Virtual reality surgery software to aid trainee surgeons
- 7 November 2012
- From the section Scotland
The first virtual 3D surgical program to train doctors has been developed by the Golden Jubilee National Hospital.
Medical students can now practise surgical techniques on 3D models and animations instead of working on cadavers or dummies.
The interactive system allows students to repeat techniques several times, and at their own pace.
Potential future uses could include helping patients understand their diagnosis and treatment options.
Attending the launch, Health Secretary Alex Neil said: "This is a really exciting development which shows how new technology can be used to help improve care and treatment for Scottish patients.
"I was delighted to visit the Golden Jubilee to see first-hand how this innovative technique will help to train our doctors of the future.
"I look forward to seeing how it develops, and how it can be rolled out further to train more doctors in more specialties."
The training is currently being used within the Golden Jubilee's Enhanced Recovery Programme, for teaching on knee anatomy and regional anaesthesia.
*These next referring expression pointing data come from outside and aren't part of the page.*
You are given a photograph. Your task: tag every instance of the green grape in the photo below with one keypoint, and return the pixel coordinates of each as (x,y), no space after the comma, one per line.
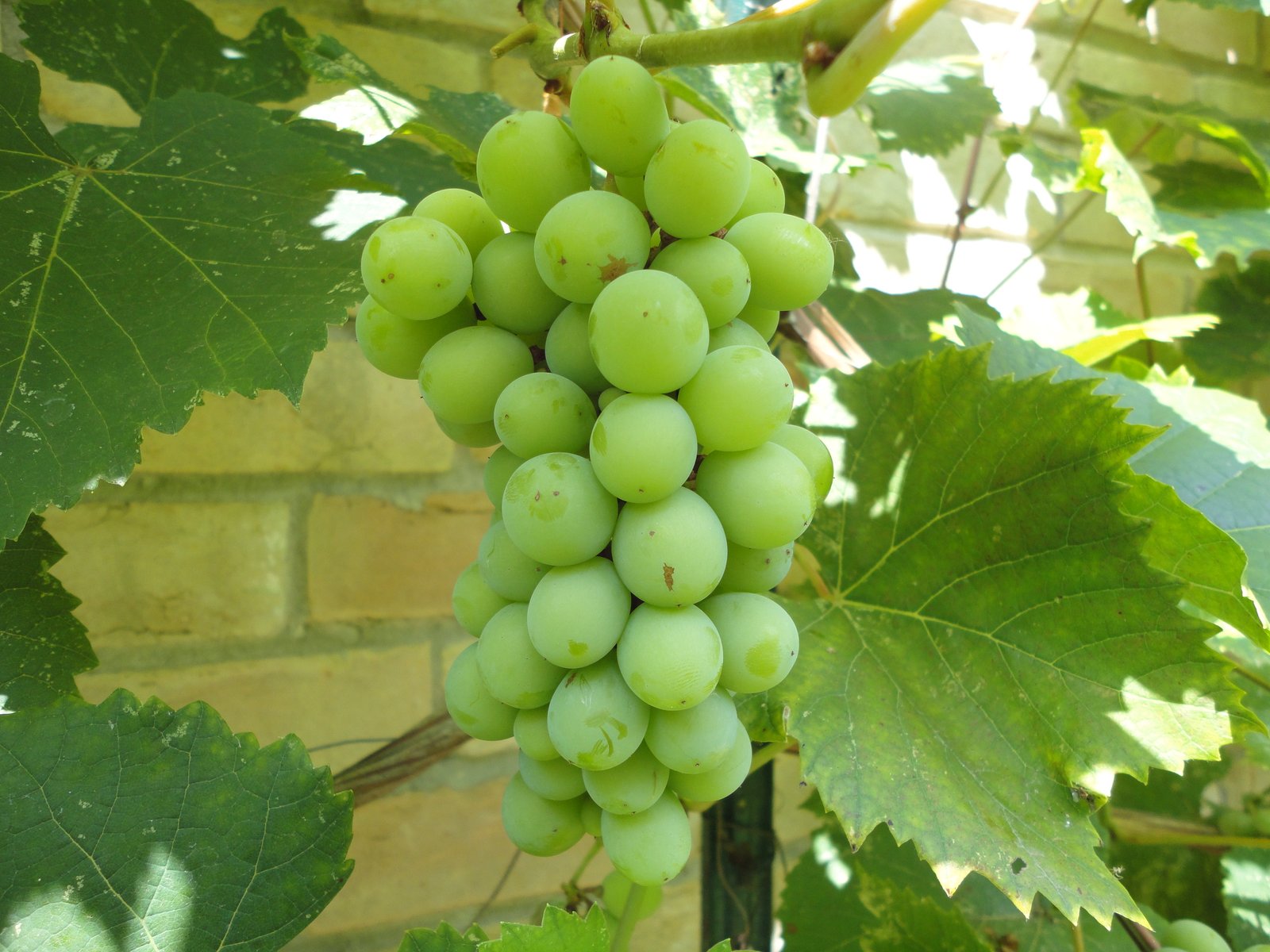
(812,452)
(556,511)
(764,497)
(512,670)
(518,144)
(719,781)
(464,211)
(734,333)
(696,739)
(537,825)
(498,470)
(618,114)
(1191,936)
(715,271)
(464,372)
(530,730)
(671,552)
(634,785)
(760,640)
(648,333)
(791,259)
(395,346)
(578,612)
(671,658)
(508,289)
(651,847)
(587,241)
(643,447)
(417,268)
(738,399)
(473,601)
(616,890)
(756,569)
(595,720)
(554,780)
(470,435)
(505,568)
(476,712)
(698,179)
(568,349)
(761,319)
(544,413)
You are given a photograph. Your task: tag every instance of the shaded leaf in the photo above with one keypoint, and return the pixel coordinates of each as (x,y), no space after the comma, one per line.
(131,825)
(182,262)
(988,647)
(152,48)
(42,645)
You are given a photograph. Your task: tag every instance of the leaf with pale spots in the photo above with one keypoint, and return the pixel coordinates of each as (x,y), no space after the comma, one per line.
(988,647)
(131,825)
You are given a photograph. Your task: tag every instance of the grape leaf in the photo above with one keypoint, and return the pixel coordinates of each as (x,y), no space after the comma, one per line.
(42,645)
(929,107)
(182,262)
(990,647)
(152,48)
(131,825)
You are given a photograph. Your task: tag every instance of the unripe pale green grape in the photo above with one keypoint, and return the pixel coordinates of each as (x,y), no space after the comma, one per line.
(417,268)
(791,259)
(648,333)
(544,413)
(556,512)
(537,825)
(464,211)
(587,241)
(395,346)
(618,114)
(530,730)
(738,399)
(698,179)
(578,612)
(505,568)
(643,447)
(478,712)
(473,601)
(812,452)
(764,497)
(651,847)
(760,640)
(525,141)
(756,569)
(508,289)
(671,552)
(719,781)
(554,780)
(634,785)
(698,739)
(595,719)
(765,194)
(464,372)
(512,670)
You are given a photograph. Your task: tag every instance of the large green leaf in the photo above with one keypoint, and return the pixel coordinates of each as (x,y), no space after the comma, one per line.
(130,825)
(152,48)
(1214,452)
(182,262)
(42,645)
(990,647)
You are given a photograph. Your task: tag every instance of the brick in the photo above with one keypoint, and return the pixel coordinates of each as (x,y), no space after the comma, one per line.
(321,698)
(209,569)
(351,419)
(371,559)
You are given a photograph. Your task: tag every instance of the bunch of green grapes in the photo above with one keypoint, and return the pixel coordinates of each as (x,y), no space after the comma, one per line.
(648,486)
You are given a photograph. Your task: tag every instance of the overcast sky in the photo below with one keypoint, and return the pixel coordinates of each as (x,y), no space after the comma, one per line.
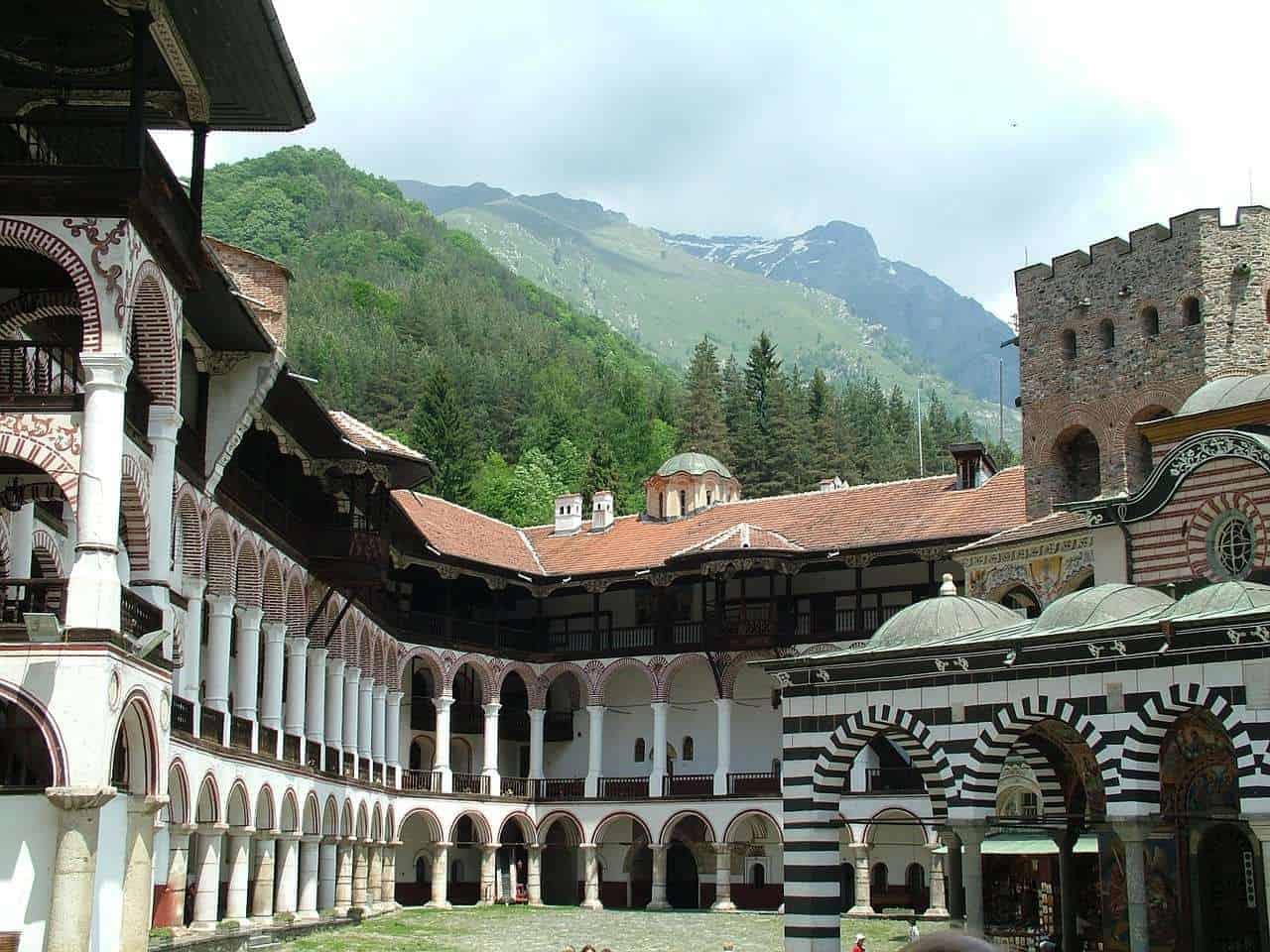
(959,134)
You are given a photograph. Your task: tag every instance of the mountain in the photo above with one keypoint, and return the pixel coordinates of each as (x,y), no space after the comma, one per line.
(842,259)
(666,295)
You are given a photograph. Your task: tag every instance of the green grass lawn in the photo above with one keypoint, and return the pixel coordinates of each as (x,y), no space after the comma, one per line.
(524,929)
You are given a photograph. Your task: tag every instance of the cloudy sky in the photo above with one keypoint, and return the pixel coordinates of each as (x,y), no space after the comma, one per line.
(961,135)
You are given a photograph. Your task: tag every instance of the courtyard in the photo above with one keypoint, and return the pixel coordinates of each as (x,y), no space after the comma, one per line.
(524,929)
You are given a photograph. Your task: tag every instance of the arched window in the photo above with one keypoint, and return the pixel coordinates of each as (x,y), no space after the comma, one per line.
(1150,321)
(1106,335)
(1070,344)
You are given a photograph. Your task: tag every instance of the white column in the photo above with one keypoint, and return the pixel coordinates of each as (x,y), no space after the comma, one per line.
(441,763)
(298,651)
(536,716)
(93,597)
(220,621)
(595,748)
(316,703)
(722,766)
(492,746)
(271,699)
(335,703)
(654,782)
(162,433)
(366,689)
(246,665)
(379,712)
(393,737)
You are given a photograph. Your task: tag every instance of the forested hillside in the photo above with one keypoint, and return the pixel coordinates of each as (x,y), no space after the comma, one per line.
(512,391)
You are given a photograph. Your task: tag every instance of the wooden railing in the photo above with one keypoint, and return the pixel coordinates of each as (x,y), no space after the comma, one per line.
(622,787)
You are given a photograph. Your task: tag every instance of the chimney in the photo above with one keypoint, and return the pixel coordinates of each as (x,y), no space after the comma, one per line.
(568,515)
(601,511)
(974,466)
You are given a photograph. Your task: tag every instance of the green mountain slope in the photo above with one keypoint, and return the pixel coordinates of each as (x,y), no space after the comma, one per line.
(666,298)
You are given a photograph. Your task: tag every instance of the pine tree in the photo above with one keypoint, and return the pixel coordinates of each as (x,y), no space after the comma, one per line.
(702,422)
(440,429)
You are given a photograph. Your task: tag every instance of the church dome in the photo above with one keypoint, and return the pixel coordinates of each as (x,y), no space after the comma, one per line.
(935,620)
(1101,604)
(1225,393)
(694,465)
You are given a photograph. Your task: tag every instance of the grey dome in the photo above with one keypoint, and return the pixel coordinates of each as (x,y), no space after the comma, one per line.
(935,620)
(694,465)
(1101,604)
(1225,393)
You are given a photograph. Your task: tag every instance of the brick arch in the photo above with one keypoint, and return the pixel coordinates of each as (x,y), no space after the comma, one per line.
(1142,746)
(154,354)
(135,509)
(31,238)
(1010,722)
(833,766)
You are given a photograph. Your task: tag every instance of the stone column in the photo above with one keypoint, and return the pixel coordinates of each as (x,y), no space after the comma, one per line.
(534,875)
(262,888)
(239,851)
(440,876)
(490,747)
(590,871)
(334,731)
(172,907)
(316,699)
(248,662)
(287,870)
(488,874)
(359,875)
(352,682)
(722,721)
(536,717)
(939,889)
(139,873)
(220,622)
(343,876)
(326,862)
(1133,834)
(656,778)
(207,889)
(657,902)
(307,900)
(271,698)
(393,737)
(93,595)
(366,689)
(594,748)
(441,765)
(722,880)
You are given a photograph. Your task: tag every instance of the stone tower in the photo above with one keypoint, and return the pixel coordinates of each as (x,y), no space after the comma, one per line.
(1127,333)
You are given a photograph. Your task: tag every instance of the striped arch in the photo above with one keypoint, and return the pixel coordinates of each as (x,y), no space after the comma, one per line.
(135,511)
(1010,722)
(912,737)
(1139,761)
(220,556)
(153,336)
(31,238)
(191,555)
(48,552)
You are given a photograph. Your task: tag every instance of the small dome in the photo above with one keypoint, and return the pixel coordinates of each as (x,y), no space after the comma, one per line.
(1223,598)
(1101,604)
(1227,391)
(934,620)
(694,465)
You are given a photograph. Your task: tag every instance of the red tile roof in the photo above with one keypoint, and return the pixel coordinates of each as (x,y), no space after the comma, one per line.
(910,512)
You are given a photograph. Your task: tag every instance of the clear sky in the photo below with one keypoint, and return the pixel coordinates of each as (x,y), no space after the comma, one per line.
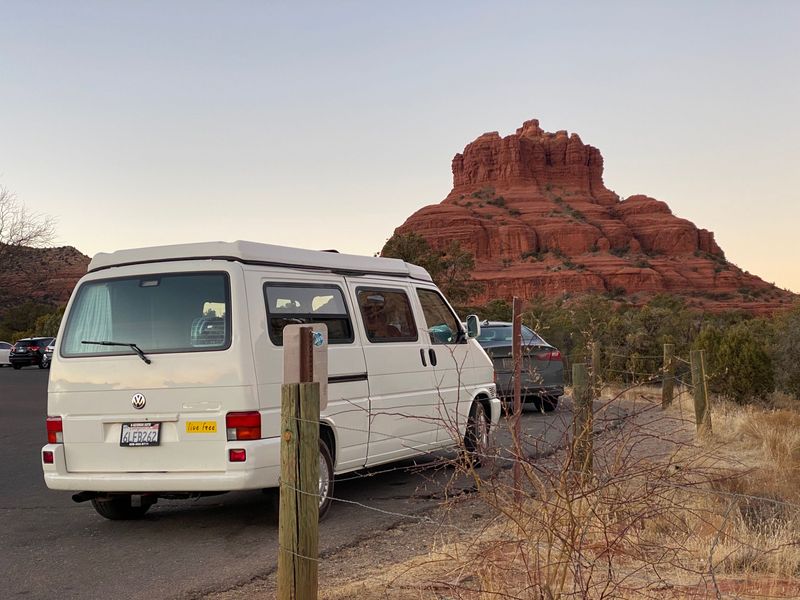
(326,124)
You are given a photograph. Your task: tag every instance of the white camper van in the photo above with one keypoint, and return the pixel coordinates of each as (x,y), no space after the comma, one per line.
(166,380)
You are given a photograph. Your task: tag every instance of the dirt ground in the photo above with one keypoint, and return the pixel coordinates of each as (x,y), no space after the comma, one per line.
(414,560)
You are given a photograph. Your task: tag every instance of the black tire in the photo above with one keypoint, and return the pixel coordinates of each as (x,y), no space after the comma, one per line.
(119,508)
(476,438)
(549,403)
(325,479)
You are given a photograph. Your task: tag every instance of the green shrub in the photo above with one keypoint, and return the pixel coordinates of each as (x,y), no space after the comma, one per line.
(787,353)
(738,361)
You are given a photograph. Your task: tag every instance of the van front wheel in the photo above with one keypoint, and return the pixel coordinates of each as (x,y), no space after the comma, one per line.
(120,508)
(325,479)
(476,438)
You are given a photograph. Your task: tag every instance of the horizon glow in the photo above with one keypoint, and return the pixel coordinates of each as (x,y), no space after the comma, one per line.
(323,125)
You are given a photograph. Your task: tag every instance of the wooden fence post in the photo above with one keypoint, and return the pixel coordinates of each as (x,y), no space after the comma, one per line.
(668,381)
(582,420)
(298,524)
(702,408)
(516,353)
(596,381)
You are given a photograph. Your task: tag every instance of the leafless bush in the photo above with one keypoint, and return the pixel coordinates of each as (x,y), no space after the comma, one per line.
(18,227)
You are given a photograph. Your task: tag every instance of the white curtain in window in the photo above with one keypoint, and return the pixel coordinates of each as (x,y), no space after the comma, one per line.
(91,320)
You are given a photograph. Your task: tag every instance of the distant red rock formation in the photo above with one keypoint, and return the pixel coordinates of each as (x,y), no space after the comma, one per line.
(45,275)
(534,211)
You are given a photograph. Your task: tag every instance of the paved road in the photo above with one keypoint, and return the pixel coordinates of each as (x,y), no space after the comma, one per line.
(52,547)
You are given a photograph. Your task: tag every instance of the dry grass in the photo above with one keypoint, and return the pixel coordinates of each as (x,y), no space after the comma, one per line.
(663,516)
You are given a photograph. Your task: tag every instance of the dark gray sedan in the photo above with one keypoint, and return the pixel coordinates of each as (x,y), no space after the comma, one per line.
(542,371)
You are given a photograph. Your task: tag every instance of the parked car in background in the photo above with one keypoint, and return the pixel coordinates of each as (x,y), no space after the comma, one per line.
(542,370)
(5,350)
(48,354)
(29,352)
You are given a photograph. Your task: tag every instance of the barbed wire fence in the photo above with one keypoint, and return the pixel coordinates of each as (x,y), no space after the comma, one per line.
(630,529)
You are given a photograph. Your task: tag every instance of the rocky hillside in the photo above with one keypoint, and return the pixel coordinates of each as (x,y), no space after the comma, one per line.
(44,275)
(534,211)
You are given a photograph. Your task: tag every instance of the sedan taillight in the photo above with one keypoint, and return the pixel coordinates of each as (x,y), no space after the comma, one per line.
(550,355)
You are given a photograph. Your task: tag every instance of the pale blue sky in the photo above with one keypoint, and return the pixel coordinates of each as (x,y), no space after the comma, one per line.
(326,124)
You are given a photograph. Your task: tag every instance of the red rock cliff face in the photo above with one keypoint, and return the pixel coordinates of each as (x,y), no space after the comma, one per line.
(45,275)
(534,211)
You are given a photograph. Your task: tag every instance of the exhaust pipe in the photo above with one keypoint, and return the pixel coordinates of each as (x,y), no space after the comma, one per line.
(84,496)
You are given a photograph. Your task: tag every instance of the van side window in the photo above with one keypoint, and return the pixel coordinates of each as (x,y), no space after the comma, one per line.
(387,315)
(443,326)
(289,303)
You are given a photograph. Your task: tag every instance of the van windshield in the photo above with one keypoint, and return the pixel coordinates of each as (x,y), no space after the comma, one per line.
(158,313)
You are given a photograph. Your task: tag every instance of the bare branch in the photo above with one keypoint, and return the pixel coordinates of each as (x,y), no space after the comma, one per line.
(21,228)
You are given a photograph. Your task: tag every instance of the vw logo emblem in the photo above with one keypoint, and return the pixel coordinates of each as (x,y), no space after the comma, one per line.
(138,401)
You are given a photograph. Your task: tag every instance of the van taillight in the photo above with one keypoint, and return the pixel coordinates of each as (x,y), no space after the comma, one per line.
(55,431)
(243,426)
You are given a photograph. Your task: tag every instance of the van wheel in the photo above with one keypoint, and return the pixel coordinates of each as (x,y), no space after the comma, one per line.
(325,479)
(476,438)
(119,508)
(549,403)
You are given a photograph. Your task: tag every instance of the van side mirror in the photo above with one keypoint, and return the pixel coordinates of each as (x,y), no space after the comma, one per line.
(473,326)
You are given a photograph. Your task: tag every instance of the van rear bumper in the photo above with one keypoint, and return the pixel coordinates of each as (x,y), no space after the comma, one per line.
(260,470)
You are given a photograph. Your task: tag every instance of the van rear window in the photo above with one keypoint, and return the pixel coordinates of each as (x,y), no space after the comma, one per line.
(289,304)
(183,312)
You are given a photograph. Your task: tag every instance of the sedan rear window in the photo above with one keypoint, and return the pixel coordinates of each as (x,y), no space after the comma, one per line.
(505,333)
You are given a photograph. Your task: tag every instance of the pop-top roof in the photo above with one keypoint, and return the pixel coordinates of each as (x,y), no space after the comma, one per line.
(264,254)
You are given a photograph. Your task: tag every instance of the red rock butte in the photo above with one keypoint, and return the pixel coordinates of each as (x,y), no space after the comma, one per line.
(533,210)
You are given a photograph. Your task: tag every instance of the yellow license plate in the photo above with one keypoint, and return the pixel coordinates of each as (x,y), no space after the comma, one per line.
(201,427)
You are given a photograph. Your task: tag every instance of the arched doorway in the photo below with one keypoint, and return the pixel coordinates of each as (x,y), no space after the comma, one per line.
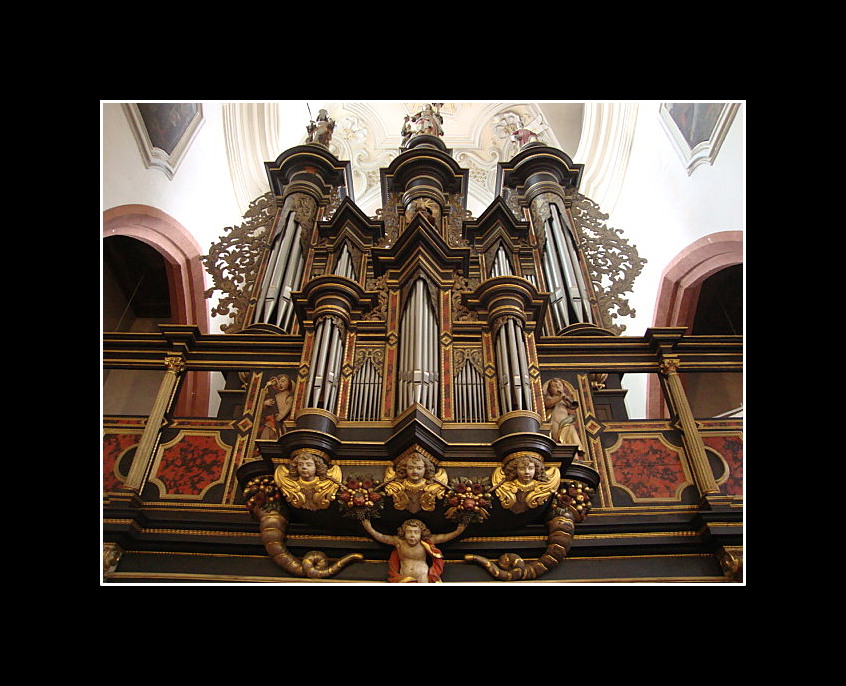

It could potentially be used for training in other specialties.
The project was developed by Dr Robert Robi Zimmer, a consultant anaesthetist at the hospital's orthopaedic service, and a software development consultant.
Dr Zimmer said: "As a national resource for the NHS in Scotland, with our own specialist research and clinical skills facility, it is important that we are at the forefront in delivering new and innovative training programmes.
"The 3D training programme is currently in its infancy but the opportunities are limitless and that is something which will benefit patients across Scotland.
"We hope that it will improve people's understanding and visualisation of the body's anatomy and in the future can be taken from the training room to the consulting room to educate our patients about their condition and treatment."
The Golden Jubilee National Hospital in Clydebank is home to regional and national heart and lung services, a major centre for orthopaedics and is also the flagship hospital for reducing waiting times in key elective specialties.